If Norway beat Ivory Coast, the travel carousel spins again. They would then fly north to New Jersey for a last-16 tie on 5 July against the winners of Brazil-Japan. That is the stage Solbakken is clearly targeting: a fully loaded Norway, with Haaland and Ødegaard restored, trading blows with one of the tournament’s blue bloods.
History’s mixed verdict
Norway are only the fourth team to make 10 or more changes to their starting XI in a single World Cup match at the same tournament. The precedent offers no simple answer.
Spain did it in 2006, rotating all 11 players against Saudi Arabia, still winning the group game but then falling 3-1 to France in the last 16. The rest did not translate into resilience when it mattered most.
Belgium provide the counterpoint. In 2018, they made 10 changes and still beat England in their final group match. Later, with the big guns back, they edged Japan 3-2 in a wild last-16 tie and then stunned Brazil 2-1 in the quarter-finals before finally bowing out to France. The gamble fed a deep run.

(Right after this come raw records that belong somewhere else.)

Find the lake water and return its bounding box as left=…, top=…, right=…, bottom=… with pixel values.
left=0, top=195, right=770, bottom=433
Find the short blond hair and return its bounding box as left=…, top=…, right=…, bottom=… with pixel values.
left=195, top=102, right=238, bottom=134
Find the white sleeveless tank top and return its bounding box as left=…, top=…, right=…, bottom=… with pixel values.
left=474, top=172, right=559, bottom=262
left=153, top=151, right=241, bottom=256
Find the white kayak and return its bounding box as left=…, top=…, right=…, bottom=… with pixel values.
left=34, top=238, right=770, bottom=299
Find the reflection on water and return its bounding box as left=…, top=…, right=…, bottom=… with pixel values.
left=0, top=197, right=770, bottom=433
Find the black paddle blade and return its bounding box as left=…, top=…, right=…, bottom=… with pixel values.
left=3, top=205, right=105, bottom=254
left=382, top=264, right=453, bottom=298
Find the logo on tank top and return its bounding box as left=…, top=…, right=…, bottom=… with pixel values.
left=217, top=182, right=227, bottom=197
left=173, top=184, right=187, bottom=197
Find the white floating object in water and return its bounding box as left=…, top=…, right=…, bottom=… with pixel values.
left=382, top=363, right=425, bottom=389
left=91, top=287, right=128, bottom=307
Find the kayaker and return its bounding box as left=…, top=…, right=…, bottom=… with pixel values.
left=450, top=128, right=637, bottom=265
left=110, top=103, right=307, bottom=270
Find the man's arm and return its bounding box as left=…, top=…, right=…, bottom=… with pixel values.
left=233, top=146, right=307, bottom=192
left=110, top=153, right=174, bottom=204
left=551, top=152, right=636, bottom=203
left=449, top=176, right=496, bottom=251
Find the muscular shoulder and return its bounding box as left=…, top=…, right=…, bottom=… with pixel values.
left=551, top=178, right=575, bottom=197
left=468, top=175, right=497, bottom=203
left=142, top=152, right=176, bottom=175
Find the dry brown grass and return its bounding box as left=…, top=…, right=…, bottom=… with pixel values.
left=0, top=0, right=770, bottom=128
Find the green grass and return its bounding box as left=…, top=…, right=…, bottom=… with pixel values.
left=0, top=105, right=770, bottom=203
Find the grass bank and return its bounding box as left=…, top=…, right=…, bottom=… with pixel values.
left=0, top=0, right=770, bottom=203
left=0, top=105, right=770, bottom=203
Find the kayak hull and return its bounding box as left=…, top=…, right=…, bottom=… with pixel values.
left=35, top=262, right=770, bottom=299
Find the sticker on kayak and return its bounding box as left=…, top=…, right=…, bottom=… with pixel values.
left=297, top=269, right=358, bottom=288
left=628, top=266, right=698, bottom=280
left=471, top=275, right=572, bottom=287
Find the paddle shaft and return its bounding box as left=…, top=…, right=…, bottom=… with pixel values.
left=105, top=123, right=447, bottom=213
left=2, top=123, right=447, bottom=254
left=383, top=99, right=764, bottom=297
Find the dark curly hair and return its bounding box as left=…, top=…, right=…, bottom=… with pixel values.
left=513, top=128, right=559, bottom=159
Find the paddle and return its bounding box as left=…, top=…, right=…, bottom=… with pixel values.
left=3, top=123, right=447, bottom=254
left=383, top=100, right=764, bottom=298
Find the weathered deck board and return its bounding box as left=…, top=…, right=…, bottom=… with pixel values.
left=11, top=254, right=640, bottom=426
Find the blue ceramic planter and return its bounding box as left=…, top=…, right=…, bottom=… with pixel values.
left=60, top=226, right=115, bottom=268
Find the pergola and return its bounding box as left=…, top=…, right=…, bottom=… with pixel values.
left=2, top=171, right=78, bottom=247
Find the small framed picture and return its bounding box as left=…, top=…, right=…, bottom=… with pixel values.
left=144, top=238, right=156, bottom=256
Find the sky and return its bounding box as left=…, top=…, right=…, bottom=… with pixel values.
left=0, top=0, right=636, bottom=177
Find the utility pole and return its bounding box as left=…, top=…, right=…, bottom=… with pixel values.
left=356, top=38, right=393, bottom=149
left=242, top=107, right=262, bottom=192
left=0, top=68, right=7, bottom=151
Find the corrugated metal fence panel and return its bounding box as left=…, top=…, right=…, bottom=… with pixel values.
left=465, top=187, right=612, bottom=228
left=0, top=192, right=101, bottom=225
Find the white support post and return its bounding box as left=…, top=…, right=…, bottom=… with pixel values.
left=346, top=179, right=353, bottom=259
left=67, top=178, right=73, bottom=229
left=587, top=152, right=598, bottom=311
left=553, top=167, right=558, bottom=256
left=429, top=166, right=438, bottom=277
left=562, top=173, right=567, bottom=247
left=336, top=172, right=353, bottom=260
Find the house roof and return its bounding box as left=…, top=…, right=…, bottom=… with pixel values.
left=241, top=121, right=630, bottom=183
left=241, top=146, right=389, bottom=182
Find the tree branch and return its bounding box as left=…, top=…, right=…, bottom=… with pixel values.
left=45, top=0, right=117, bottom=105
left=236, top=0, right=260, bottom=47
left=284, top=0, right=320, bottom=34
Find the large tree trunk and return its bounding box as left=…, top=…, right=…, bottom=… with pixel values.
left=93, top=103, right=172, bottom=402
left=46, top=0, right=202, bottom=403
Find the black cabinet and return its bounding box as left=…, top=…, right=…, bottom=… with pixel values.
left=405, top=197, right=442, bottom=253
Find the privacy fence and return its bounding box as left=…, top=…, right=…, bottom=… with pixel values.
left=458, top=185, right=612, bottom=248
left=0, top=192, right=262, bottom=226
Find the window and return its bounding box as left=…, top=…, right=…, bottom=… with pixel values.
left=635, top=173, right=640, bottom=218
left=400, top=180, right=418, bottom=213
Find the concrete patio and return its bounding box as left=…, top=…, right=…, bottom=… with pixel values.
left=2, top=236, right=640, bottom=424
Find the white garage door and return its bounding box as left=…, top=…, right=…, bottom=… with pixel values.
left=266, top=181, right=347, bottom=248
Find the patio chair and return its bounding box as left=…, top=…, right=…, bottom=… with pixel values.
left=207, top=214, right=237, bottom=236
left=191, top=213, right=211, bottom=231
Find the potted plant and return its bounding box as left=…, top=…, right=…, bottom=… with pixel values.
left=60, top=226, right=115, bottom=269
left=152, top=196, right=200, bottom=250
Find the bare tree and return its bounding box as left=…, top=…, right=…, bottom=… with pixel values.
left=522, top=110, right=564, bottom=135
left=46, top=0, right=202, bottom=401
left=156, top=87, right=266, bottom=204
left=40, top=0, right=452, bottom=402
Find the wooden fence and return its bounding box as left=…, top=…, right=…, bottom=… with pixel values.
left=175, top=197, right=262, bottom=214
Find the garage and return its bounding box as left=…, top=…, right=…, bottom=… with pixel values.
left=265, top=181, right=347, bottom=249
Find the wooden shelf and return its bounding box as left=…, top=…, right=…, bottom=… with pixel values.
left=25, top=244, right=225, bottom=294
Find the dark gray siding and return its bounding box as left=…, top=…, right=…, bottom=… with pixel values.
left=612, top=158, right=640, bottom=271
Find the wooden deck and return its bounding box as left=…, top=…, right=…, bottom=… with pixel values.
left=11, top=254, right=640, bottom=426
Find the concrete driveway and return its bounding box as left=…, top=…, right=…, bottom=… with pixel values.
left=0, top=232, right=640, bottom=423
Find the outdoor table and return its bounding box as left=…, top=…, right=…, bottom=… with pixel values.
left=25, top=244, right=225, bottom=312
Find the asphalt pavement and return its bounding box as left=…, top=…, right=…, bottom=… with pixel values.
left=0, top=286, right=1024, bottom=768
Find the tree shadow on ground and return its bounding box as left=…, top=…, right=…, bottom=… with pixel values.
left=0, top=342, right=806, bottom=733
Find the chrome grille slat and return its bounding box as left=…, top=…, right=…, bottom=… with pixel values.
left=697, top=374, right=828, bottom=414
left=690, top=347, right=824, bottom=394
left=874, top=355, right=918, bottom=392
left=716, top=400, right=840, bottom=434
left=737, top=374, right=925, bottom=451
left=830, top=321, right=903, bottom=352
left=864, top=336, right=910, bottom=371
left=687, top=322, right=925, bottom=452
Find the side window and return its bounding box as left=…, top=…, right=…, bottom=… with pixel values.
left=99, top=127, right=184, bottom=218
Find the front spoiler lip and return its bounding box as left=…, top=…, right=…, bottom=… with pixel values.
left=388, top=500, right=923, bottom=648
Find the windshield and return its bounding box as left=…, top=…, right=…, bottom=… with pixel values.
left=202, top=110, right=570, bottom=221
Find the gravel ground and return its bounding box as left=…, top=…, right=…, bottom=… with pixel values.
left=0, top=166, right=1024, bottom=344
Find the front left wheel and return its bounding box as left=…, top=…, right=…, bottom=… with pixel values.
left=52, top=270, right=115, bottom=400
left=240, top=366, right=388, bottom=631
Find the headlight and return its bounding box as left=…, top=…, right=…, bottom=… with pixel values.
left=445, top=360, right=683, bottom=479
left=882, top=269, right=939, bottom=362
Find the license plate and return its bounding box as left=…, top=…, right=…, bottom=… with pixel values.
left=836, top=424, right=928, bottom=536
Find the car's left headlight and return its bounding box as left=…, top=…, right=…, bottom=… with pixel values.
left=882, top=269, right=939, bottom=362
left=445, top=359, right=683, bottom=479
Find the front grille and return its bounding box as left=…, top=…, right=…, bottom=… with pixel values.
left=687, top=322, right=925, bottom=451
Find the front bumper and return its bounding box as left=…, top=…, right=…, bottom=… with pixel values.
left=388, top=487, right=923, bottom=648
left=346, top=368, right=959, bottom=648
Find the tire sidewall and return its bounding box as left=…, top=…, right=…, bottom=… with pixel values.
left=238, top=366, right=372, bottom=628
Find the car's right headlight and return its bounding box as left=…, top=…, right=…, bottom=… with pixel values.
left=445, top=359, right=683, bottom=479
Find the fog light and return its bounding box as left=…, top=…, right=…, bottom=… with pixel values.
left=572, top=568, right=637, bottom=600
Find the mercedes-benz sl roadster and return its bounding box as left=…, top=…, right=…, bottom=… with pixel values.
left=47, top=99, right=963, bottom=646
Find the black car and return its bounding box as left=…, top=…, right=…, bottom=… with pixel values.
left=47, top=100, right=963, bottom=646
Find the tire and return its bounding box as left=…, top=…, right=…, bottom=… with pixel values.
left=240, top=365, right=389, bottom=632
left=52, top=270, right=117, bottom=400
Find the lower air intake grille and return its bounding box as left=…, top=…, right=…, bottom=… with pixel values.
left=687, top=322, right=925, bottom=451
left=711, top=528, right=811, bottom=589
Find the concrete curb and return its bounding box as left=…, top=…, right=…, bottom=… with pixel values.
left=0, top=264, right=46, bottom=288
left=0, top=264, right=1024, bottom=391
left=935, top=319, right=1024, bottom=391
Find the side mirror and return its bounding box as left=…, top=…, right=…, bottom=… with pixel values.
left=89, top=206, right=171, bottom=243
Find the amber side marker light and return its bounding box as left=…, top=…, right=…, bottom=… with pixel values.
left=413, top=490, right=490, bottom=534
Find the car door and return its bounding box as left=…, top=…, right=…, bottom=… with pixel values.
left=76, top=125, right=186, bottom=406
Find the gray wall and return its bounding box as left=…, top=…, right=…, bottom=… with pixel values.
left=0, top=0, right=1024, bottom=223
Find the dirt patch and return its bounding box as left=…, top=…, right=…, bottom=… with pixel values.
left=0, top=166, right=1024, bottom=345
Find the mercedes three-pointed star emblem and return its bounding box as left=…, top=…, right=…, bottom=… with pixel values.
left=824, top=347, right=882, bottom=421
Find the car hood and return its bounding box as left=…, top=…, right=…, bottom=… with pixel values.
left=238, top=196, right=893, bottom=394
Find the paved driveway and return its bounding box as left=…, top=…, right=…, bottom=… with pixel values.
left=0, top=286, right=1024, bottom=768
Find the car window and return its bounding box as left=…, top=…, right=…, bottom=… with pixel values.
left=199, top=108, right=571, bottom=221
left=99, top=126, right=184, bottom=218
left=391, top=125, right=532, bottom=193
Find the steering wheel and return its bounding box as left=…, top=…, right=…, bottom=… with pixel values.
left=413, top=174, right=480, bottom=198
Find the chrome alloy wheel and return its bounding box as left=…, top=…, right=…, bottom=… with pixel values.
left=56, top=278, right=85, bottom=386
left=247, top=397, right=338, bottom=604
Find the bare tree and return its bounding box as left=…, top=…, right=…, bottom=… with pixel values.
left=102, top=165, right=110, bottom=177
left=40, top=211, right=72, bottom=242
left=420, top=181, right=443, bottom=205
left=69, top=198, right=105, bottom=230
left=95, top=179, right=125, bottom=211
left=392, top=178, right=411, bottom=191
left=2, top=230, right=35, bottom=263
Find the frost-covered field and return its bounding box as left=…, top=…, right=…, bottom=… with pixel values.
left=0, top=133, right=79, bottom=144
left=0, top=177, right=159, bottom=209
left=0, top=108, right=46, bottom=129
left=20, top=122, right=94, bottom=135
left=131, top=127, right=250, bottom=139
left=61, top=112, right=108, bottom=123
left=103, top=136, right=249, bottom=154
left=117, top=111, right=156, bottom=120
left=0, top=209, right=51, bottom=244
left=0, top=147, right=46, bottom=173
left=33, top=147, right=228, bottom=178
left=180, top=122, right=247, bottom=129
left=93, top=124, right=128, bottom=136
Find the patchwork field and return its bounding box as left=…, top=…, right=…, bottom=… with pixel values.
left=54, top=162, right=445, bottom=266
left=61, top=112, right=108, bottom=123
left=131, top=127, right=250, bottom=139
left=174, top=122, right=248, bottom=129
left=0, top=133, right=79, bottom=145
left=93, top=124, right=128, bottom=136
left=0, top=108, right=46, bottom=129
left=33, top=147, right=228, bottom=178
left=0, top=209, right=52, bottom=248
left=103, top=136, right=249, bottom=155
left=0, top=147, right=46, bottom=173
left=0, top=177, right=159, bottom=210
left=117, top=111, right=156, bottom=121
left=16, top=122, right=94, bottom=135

Solbakken will point to Belgium and hope he is following the right blueprint. His critics will look at Spain and warn of a team that blinked too early.
For now, the only clear winners are France, who barely had to break stride to assert their authority on the group and underline their status as serious contenders.
Norway’s verdict comes later, on a hot night in Texas, with Haaland back on the pitch and no room left for calculated sacrifice.